A number of new smartphone applications are designed to provide real-time “coaching” or immediate feedback to a user about their feelings about and reactions to a situation. Buyer beware: these apps haven’t been around long enough for us to know just how effective they are, and I have no personal experience with them, but they hold promise—especially for people who won’t go to a therapist or don’t have access to one. Psychology Today published a January 2013 article entitled “Top 10 Mental Health Apps.” Below, I have listed a few of the apps that the article identifies, along with an excerpt describing each. Many of these types of apps are meant to be used in conjunction with conventional therapy. See the article here.

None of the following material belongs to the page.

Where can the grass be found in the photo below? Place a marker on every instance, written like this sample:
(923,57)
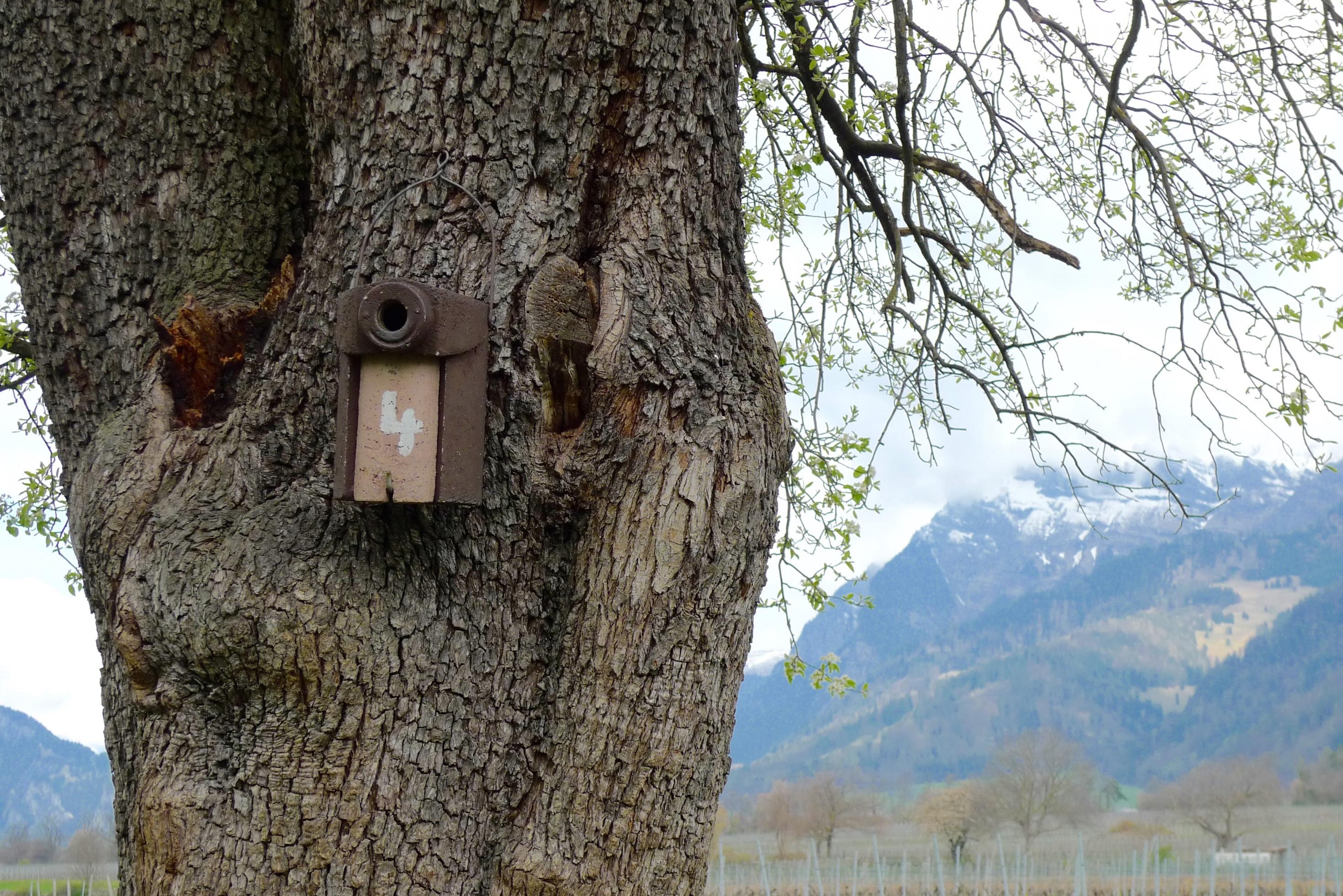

BellyBio: a free application that teaches a deep-breathing technique useful in fighting anxiety and stress.
Operations Reach Out: This free intervention tool helps people who are having suicidal thoughts to reassess their thinking and get help.
DBT Diary Card and Skills Coach: Based on dialectical behavior therapy (DBT), developed by psychologist Marsha Lineha, this application is a resource of self-help skills, reminders of the therapy principles, and coaching tools for coping.
Optimism: Track your moods, keep a journal, and chart your recovery progress with this comprehensive tool for depression, bipolar disorder, and anxiety disorders.
www.amenclinics.com: Amen Clinics was founded in 1989 by Daniel G. Amen, MD, a self-help guru and psychiatrist. The clinics perform evaluations and brain SPECT imaging to diagnose and treat their patients. From the Amen Clinics website: “We use brain imaging, targeted lab studies, and the exploration of biological, psychological, social, and spiritual influences to create an individualized, targeted treatment plan for each patient.” This approach is cutting-edge but not fully proven, and services provided are likely not covered by health insurance.